On the continent are some 10 species of reddish darters. They comprise a group of species hard to identify. The colour does sometimes give some indication, but usually other factors have to be taken into account as well. In Southern Britain the Vagrant Darter is a rare immigrant from continental Europe, but on the continent it is one of the most common species. The Vagrant Darter is very similar to the Common Darter
. The main differences being: The Vagrant Darter has legs which are partly black en partly yellowish, the black line on the forehead droops down, the body, especially that of the male, is slightly shaped like a bludgeon and the ovipositor of the female sticks out in a 90 degree angle. In the Common Darter the legs are black, the black line runs over the forehead only and doesn't droop down, the body is straight and the female's ovipositor sticks out in a 40 degrees angle. The Vagrant Darter will reach a length of some 35 to 40mm. The wingspan may vary from 55 to 65mm.

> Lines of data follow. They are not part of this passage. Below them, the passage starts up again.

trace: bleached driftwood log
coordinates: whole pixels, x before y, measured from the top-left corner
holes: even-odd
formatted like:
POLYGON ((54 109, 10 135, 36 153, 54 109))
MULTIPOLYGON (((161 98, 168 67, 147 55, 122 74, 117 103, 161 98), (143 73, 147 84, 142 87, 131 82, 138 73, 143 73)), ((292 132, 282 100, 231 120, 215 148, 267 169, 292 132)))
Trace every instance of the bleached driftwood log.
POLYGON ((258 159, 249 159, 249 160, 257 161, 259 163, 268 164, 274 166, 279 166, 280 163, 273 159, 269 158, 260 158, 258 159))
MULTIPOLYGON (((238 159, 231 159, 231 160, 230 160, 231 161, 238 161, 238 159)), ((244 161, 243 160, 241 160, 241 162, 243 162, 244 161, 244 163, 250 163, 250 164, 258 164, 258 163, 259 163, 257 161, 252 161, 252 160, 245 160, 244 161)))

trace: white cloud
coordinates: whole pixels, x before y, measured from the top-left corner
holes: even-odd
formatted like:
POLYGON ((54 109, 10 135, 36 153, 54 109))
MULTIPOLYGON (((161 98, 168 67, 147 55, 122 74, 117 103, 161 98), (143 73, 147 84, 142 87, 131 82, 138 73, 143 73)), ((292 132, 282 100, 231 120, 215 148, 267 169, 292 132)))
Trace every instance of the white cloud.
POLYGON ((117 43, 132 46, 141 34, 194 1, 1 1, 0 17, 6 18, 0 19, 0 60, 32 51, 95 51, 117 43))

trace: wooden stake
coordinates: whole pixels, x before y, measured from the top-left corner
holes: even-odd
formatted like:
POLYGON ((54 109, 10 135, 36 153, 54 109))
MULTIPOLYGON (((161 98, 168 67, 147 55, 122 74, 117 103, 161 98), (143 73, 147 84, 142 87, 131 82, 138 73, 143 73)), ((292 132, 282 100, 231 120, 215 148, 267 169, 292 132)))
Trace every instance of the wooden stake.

After mating the first eggs are deposited in tandem position. But soon the male lets go of the female. She continues depositing eggs alone, but he's never far away chasing off other males. The eggs are usually laid in the mud in very shallow waters. The larvae live in shallow waters, usually in the mud or among water plants. They are often extremely muddy. Adults always appear after just one year. The Vagrant Darter prefers shallow pools.
The adults migrate over large areas and are often seen in meadows, roads and gardens far away from water. There they usually hunt from a high point. After the attempt to catch a prey, they return to their beloved look-out. Thus they are easily photographed, as you only have to wait a short time for their return.
The animal in the bottom picture may be a Vagrant Darter, but may also be another Darter species alltogether. It is extremely fresh and from this picture a positive id cannot be made.